Obsceno resulta para todos los colombianos, y para la dignidad de la justicia, ver al presidente de una Alta Corte enfrascado en una discusión de éstas, diciéndole mentirosa a la Policía de un CAI, acusándola de abuso con “su niño”. Esa actitud resulta reprochable como papá y más aun como magistrado. Es indecente que lo que debía resolverse como una simple contravención, un asunto entre la autoridad y un par de jóvenes erotizados, se convierta en un debate de trascendencia nacional porque papi intervino desde su todopoderosa y togada posición.

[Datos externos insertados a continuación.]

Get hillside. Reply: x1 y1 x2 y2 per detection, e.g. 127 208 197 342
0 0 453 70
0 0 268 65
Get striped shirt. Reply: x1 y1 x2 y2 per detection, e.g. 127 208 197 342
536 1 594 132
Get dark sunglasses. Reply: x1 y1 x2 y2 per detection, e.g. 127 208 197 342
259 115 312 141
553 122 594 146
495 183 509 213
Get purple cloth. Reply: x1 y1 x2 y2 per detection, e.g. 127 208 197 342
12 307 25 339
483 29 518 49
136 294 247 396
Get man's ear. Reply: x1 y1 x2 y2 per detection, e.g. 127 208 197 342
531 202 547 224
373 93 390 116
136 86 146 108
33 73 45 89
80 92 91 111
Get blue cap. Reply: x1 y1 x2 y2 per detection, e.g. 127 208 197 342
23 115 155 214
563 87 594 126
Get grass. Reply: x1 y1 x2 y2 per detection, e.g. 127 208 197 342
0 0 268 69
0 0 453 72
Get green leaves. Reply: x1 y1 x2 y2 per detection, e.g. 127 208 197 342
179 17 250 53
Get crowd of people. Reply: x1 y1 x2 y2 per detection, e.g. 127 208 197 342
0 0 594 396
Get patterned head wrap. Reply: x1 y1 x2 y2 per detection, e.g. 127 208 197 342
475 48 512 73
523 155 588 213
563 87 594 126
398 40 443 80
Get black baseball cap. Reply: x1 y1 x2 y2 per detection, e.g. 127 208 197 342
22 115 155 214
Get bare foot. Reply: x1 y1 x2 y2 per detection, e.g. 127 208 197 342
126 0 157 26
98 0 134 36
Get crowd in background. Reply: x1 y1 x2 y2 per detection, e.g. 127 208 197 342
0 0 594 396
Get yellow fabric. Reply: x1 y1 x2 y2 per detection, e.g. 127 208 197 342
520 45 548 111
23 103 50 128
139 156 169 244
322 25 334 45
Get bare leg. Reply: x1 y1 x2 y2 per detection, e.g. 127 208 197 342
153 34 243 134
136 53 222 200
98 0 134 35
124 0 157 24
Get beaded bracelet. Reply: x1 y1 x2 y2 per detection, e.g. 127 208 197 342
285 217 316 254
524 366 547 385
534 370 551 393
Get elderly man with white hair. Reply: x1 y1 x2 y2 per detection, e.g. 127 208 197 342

Obscena, altamente indecente e impúdica habrá sido la actuación de la Policía si llegara a confirmarse que agredieron y golpearon al muchacho, como dice papi que ocurrió. No se sabe realmente lo que sucedió esa noche porque el chico, a pesar de haber sido supuestamente lesionado por los uniformados, no denunció el hecho ni se presentó a Medicina Legal, y al día siguiente viajó fuera del país. Si, claro, el abuso policial siempre es una obscenidad, pero en este caso hay bemoles y dudas razonables que no hacen tan fácil señalar la culpabilidad de los uniformados.

Pero lo verdaderamente impúdico en este episodio no es que unos jóvenes tiren, cojan, pichen o como quieran llamarlo, en un carro al amparo de las sombras de la noche. Lo obsceno aquí es que el carro donde se echaban ese polvo lo pagamos todos con nuestros impuestos.

Eso es lo verdaderamente ofensivo y lo impúdico en este bochornoso suceso. Eso, y que no exista en Colombia ninguna instancia que investigue y juzgue al magistrado por, mínimamente, la indelicadeza con el erario público que supone soltarle las llaves del carro asignado para uso oficial a su hijo y la novia. La obscenidad no está en el sexo, lo verdaderamente obsceno es la grosera arrogancia de los funcionarios que disponen de lo público como si fuera propio.